GOP veterans like lobbyist Charlie Black say the ruckus down South will blow over and Barbour’s fundraising, at least, won’t be impacted.
“Haley has been the best fundraiser in the GOP for the last 20 years and has the confidence of people who are givers and raisers of money, regardless of recent events,” Black told iWatch News. “His fundraising skills will not be affected by the recent events in Mississippi because he will be going to people who have trusted him for two decades.”
That’s clearly what the Crossroads groups are banking on.
The two Crossroads groups were launched by Rove and Gillespie to capitalize on court rulings in early 2010 that gave the green light to individuals, corporations and unions to write seven-figure checks for ads that can directly back or oppose candidates.
American Crossroads is a “super PAC” and must report its donors to the Federal Election Commission. Crossroads GPS is a nonprofit corporation that doesn’t need to disclose its donors publicly.
Barbour’s long career as a fundraiser with easy entrée to scores of big donors has given him a huge head start. In 2010 when he chaired the RGA it raised a record $117 million.
“I’ve known Haley and worked with him for a long time,” said Langone, who hosted the New York event. Langone also wrote a $25,000 check to American Crossroads last year.

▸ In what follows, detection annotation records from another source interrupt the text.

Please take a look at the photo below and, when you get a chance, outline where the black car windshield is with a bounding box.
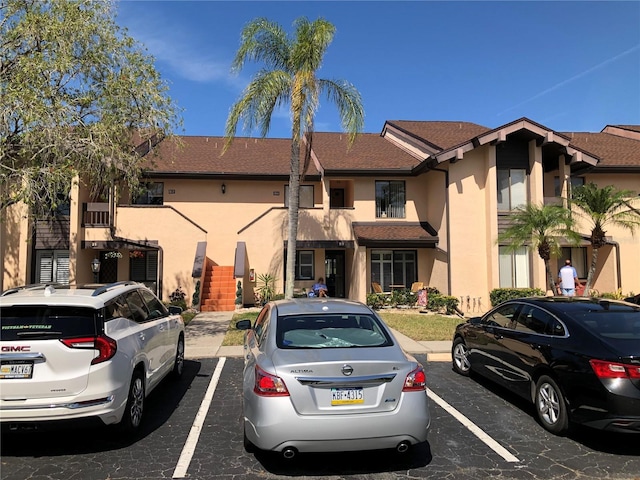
[0,305,97,342]
[276,314,393,349]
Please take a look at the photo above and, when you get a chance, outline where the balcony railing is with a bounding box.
[82,203,111,227]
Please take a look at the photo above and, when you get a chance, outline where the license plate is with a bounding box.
[331,388,364,405]
[0,360,33,379]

Langone added that “I intend to get involved with Barbour and Rove and help the Kochs,” referring to the multi-billionaire brothers, Charles and David, champions of politically conservative movements. Like the Crossroads groups, the Kochs have built a network of mega donors and plan to pump as much as $200 million into the upcoming elections.
Langone explained that his GOP fundraising was spurred in part by his critical view of Democratic economic policies.
“I think we desperately need an environment that encourages business to create jobs,” he said. “I believe that trickle-down economics works. There are any number of jobs that one person’s success can be created from.”
Langone is just one of scores of wealthy individual and corporate donors who know and like Barbour and have opened their checkbooks wide for him before and are starting to do so again.
In late November, Barbour traveled to Sarasota, Fla., and successfully wooed a wealthy donor to help a Crossroads group, say fundraisers familiar with his visit
When Barbour joined the Crossroads groups last fall they announced that they were aiming to double their previously stated goal for the year of $120 million to at least $240 million, testimony to their faith in his Midas touch — but a very ambitious target.
Ed Gillespie, a former RNC chairman and co-founder of the Crossroads groups, is very bullish on Barbour noting that he’s widely respected within the party and the conservative world. “His affiliation with Crossroads shows it’s the gold standard.”
That’s why with Haley Barbour freed up to do much more than he did last fall, the two groups are aiming for the big “trifecta,” as they’ve dubbed it, of taking back the executive branch and both houses of Congress.